A fundamental, inescapable battle that shapes a lot of the world around us: the warring curves.
- A fundamental, inescapable battle that shapes a lot of the world around us: the warring curves.
- The warring curves are the logarithmic and the exponential.
- There are many scenarios where you get exponential cost for logarithmic returns.
- At the beginning they work great.
- But they are fundamentally capped at some frustratingly low ceiling.
- You can always get more return for more effort, but past a certain point it's effectively meaningless, all effort no return.[abk]
- This is a vicious spiral.
- Close-ended, top-down contexts have this shape.
- This curve shows up because to capture more real-world value, you need a ton of rules and structure.
- Think of the portion of real world value captured by the system as the volume, and the set of rules and structure necessary to capture that value as the surface area.
- The real world is fundamentally, inescapably wrinkly and fractal; it does not behave according to simple linear rules that make sense to humans.
- As you get into smaller details, they have more surface area for a smaller amount of net new volume.
- This is where the shape of the curve comes from.
- The volume grows logarithmically and the surface area grows exponentially.
- This scenario cannot be tackled by simply putting more effort into it; the curves race away from each other.
- This problem only shows up if you try to capture the real world with top down rules.
- At the very early stages, you get a high amount of value for a small amount of effort, and everything seems to be going great.
- But unbeknownst to you, you are locked into a path of tragedy and heartache.
- As you get further, you get closer and closer to the inflection point where the curves cross.
- When the curves cross, you start getting extreme cost for very little benefit.
- As you get closer to the inflection point, you can tell something is wrong, but you think you're just losing your touch, and you push harder.
- Once you get past the inflection point you are lost. You are locked into this approach that used to work but now cannot work.
- Starting from scratch seems impossible, and so you toil there, stuck in a dead end, increasingly exhausted and angry, until you give up.
- You can get to 80% of the value with 20% of the effort, but you'll need infinite effort to get anywhere meaningfully beyond 80%.
- This phenomena shows up in many situations.
- This showed up for Alexa and Google Assistant: grammar based trees of behavior that got increasingly expensive to author for real world scenarios.
- This shows up any time you try to capture a real world phenomena in a formal ontology.[abl]
- This shows up in a government trying to set precise laws.
- This is also part of why you get the tyranny of the rocket equation for organizations.

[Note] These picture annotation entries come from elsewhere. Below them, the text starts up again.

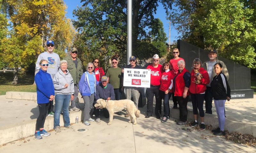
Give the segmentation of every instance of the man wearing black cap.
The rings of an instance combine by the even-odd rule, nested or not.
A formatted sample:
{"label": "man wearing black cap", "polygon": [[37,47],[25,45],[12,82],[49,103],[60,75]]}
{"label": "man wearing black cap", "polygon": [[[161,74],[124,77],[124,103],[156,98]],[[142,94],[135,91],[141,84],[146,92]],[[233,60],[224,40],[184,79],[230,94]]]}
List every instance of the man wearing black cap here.
{"label": "man wearing black cap", "polygon": [[[48,62],[49,65],[47,69],[47,73],[51,75],[52,79],[53,79],[55,74],[58,72],[60,67],[60,57],[59,55],[53,52],[54,45],[54,42],[52,40],[48,40],[46,43],[47,51],[40,54],[37,58],[36,63],[36,70],[35,75],[40,70],[40,68],[39,62],[42,59],[44,59]],[[48,109],[48,116],[53,116],[54,112],[53,111],[53,102],[51,103],[49,108]]]}
{"label": "man wearing black cap", "polygon": [[[141,67],[136,64],[136,58],[134,56],[131,56],[130,57],[129,62],[130,64],[124,66],[124,68],[129,69],[140,69]],[[124,69],[122,70],[122,82],[124,81]],[[126,99],[131,100],[132,95],[133,98],[133,102],[135,105],[138,108],[138,103],[139,103],[139,99],[140,98],[140,91],[138,87],[123,87],[123,88],[125,88],[125,93],[126,93]],[[125,117],[128,118],[129,117],[128,114],[126,113]]]}
{"label": "man wearing black cap", "polygon": [[77,99],[78,96],[77,86],[83,73],[83,65],[81,60],[77,57],[78,51],[76,48],[72,48],[70,52],[70,56],[67,56],[63,59],[68,62],[68,69],[74,81],[74,99],[71,101],[71,106],[69,108],[69,111],[78,111],[80,110],[76,107],[75,103]]}
{"label": "man wearing black cap", "polygon": [[216,50],[210,50],[208,53],[208,57],[209,57],[209,60],[206,61],[203,63],[202,67],[208,72],[210,79],[210,82],[206,87],[207,88],[205,90],[204,96],[204,100],[205,101],[205,113],[212,114],[212,95],[211,91],[211,82],[212,82],[213,77],[216,76],[216,73],[213,69],[214,64],[218,63],[221,64],[223,68],[222,73],[226,75],[228,80],[229,76],[226,65],[223,62],[218,60],[217,58],[217,52]]}

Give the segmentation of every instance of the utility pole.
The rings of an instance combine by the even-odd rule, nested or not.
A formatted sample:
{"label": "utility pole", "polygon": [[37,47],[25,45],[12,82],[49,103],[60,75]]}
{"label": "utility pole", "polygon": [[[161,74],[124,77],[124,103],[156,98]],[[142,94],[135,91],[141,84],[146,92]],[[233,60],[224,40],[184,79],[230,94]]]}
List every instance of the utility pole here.
{"label": "utility pole", "polygon": [[169,52],[171,51],[171,22],[167,22],[169,23]]}

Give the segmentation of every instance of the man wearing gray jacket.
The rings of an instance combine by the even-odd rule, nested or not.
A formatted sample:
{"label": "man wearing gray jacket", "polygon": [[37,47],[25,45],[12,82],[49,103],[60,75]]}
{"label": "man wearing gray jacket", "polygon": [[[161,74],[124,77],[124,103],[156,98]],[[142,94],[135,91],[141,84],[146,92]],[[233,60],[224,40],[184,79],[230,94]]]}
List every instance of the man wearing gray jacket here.
{"label": "man wearing gray jacket", "polygon": [[210,50],[208,53],[208,57],[209,57],[209,60],[206,61],[203,63],[202,67],[208,73],[210,80],[210,83],[206,86],[207,88],[204,96],[204,100],[205,101],[205,113],[212,114],[212,94],[211,91],[211,82],[212,82],[213,77],[216,76],[216,73],[214,72],[213,69],[214,64],[218,63],[221,64],[223,68],[222,73],[226,76],[228,80],[229,76],[226,65],[223,62],[217,58],[217,52],[215,50]]}

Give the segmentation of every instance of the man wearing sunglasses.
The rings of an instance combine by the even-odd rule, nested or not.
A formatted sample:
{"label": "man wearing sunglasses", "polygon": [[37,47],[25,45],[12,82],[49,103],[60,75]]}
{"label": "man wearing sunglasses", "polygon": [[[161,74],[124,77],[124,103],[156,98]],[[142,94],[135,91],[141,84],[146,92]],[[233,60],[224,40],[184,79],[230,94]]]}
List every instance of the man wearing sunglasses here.
{"label": "man wearing sunglasses", "polygon": [[[122,95],[122,83],[121,82],[121,75],[122,69],[118,67],[118,61],[116,57],[112,58],[112,67],[108,70],[106,76],[108,77],[108,83],[111,84],[114,88],[116,100],[121,99]],[[119,115],[122,115],[121,111],[117,112],[116,114]]]}
{"label": "man wearing sunglasses", "polygon": [[217,58],[217,52],[216,50],[210,50],[208,53],[208,57],[209,57],[209,60],[206,61],[203,63],[202,67],[208,72],[210,80],[210,83],[206,86],[206,89],[205,90],[204,96],[204,100],[205,101],[205,113],[212,114],[212,94],[211,91],[211,83],[212,80],[212,79],[216,75],[213,69],[214,65],[218,63],[221,64],[223,68],[222,73],[226,76],[228,80],[229,76],[226,65],[223,62]]}
{"label": "man wearing sunglasses", "polygon": [[71,101],[71,106],[69,108],[69,111],[80,111],[76,106],[76,102],[77,100],[78,96],[78,84],[83,73],[82,62],[77,57],[78,53],[77,49],[73,47],[69,52],[70,55],[64,57],[63,59],[68,62],[68,69],[74,81],[74,98]]}
{"label": "man wearing sunglasses", "polygon": [[[60,57],[58,54],[53,52],[54,44],[53,41],[48,40],[46,42],[46,45],[47,51],[40,54],[36,63],[35,75],[40,70],[39,63],[42,59],[44,59],[46,60],[49,64],[47,73],[50,74],[52,79],[53,80],[55,74],[58,72],[58,69],[60,67]],[[48,116],[54,116],[53,103],[53,101],[50,103],[48,109]]]}
{"label": "man wearing sunglasses", "polygon": [[[128,69],[140,69],[141,67],[136,64],[136,58],[134,56],[132,56],[130,57],[129,62],[130,64],[127,65],[124,67],[124,68]],[[122,84],[124,82],[124,70],[123,69],[122,70]],[[140,98],[140,91],[139,88],[138,87],[123,87],[122,89],[125,88],[125,93],[126,93],[126,99],[127,99],[131,100],[132,98],[132,95],[133,98],[133,102],[135,105],[138,108],[138,103],[139,103],[139,99]],[[128,118],[129,117],[129,115],[126,113],[125,117]]]}

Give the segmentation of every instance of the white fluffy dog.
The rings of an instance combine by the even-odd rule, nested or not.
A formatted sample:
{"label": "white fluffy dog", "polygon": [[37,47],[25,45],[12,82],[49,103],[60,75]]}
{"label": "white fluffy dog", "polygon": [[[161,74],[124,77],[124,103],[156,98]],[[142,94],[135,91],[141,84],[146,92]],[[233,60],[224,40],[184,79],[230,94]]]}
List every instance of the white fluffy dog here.
{"label": "white fluffy dog", "polygon": [[102,99],[97,100],[97,103],[94,106],[97,109],[106,108],[109,113],[109,120],[108,125],[111,125],[113,120],[113,116],[114,113],[121,111],[125,109],[127,113],[129,114],[130,120],[129,123],[132,122],[133,124],[137,124],[137,118],[140,117],[140,111],[137,109],[132,101],[129,99],[124,99],[120,100],[105,100]]}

- That is, where adding an incremental employee is the best way to get more value, but each incremental employee adds less and less value until it becomes infinitesimal.[abm]
- It's also why organizations and organisms[abn] get to a certain size and can't get bigger whereas emergent things like an ecosystem or economy or city can grow to an arbitrary scale.

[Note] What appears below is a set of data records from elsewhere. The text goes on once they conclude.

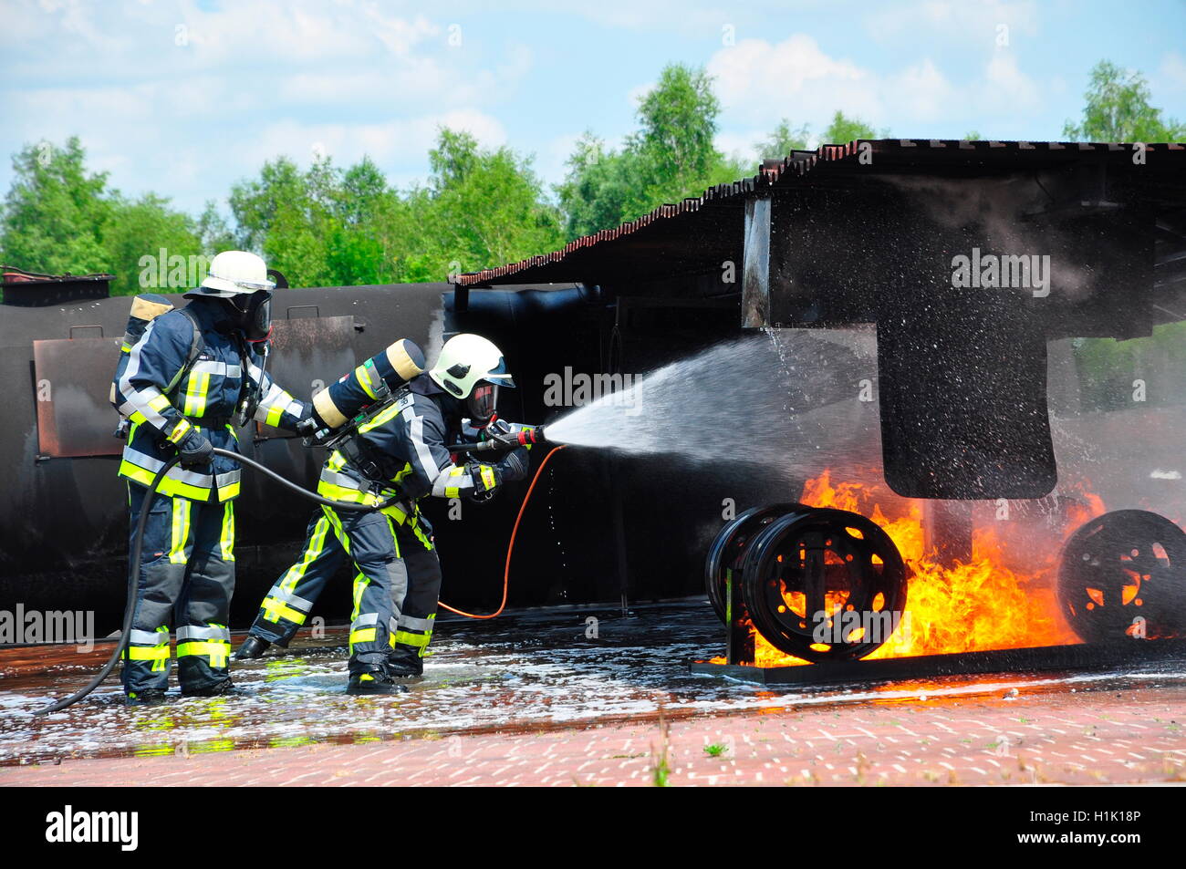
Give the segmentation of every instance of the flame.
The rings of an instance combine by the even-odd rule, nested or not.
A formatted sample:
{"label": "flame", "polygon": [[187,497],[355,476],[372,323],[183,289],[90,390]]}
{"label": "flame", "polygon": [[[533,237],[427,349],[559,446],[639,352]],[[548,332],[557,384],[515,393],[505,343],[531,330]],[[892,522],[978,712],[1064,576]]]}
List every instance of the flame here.
{"label": "flame", "polygon": [[[869,474],[869,479],[881,477]],[[906,562],[910,579],[901,625],[890,641],[867,657],[872,660],[1078,643],[1054,595],[1059,544],[1082,523],[1102,515],[1104,505],[1086,491],[1077,494],[1065,511],[1063,529],[1031,548],[1028,555],[1037,563],[1027,570],[1010,567],[1010,548],[1002,539],[1003,529],[1016,523],[980,523],[973,532],[970,561],[946,563],[933,549],[926,549],[925,501],[901,498],[884,484],[834,481],[831,472],[824,471],[806,483],[799,500],[871,518],[890,535]],[[753,627],[751,632],[758,665],[804,663],[771,646]],[[723,663],[723,658],[714,660]]]}

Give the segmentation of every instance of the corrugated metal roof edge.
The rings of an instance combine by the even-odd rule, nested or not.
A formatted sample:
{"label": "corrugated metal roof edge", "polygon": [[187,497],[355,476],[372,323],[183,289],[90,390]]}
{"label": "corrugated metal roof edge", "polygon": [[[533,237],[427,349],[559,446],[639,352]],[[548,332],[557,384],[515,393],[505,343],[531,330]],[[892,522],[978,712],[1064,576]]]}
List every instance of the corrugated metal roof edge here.
{"label": "corrugated metal roof edge", "polygon": [[[478,283],[485,283],[486,281],[506,277],[508,275],[524,271],[537,266],[547,266],[549,263],[560,262],[576,250],[592,248],[601,242],[612,241],[614,238],[620,238],[621,236],[637,232],[639,229],[648,226],[656,221],[690,213],[693,211],[697,211],[701,205],[707,205],[712,202],[722,202],[753,192],[754,190],[770,187],[778,181],[788,170],[792,170],[796,175],[803,177],[815,168],[815,165],[820,161],[837,162],[848,158],[855,159],[862,142],[869,142],[873,145],[874,152],[876,152],[878,146],[913,148],[919,147],[920,143],[925,143],[924,147],[929,148],[948,148],[954,146],[961,149],[971,151],[983,148],[1015,148],[1018,151],[1034,151],[1039,146],[1045,146],[1046,151],[1126,151],[1130,149],[1135,145],[1135,142],[1025,142],[990,140],[968,141],[959,139],[854,139],[847,145],[821,145],[815,152],[797,151],[782,160],[764,160],[758,168],[758,174],[755,175],[742,178],[737,181],[729,181],[728,184],[718,184],[706,190],[699,197],[688,197],[675,204],[659,205],[653,211],[614,226],[613,229],[604,229],[592,235],[574,238],[560,250],[553,250],[549,254],[540,254],[537,256],[529,256],[525,260],[519,260],[518,262],[508,263],[505,266],[498,266],[496,268],[468,271],[458,275],[455,286],[472,287]],[[1186,143],[1182,142],[1150,142],[1144,143],[1144,147],[1149,149],[1165,148],[1166,151],[1186,151]]]}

- The top down control works best at small scales but it flips for larger scales where it's not possible to coordinate
- But all hope is not lost. There are other scenarios where you get exponential return for logarithmic effort.[abo]
- These combine the two warring curves in their maximal expression.
- This is the virtuous cycle.
- Open-ended, emergent contexts have this shape.
- This shape is wildly different from its cousin.
- It starts off with more effort than the alternative.
- But past the inflection point you get nearly infinite value created for a small amount of effort.
- It uses an emergent phenomena to capture an emergent phenomena.
- You just need to plant the seed and water it; it will grow into a majestic oak tree on its own.
- These kinds of situations are rare and hard to engineer, but they can be searched for and grown.
- Think truffle hunting or gardening.
- To solve modernity's problems, we need to focus more of our attention on this kind of virtuous cycle.[abp]
- The warring curves problem is impossible to fix with coherent effort.
- It can only be tackled with swarm energy that is emergent and imprecise.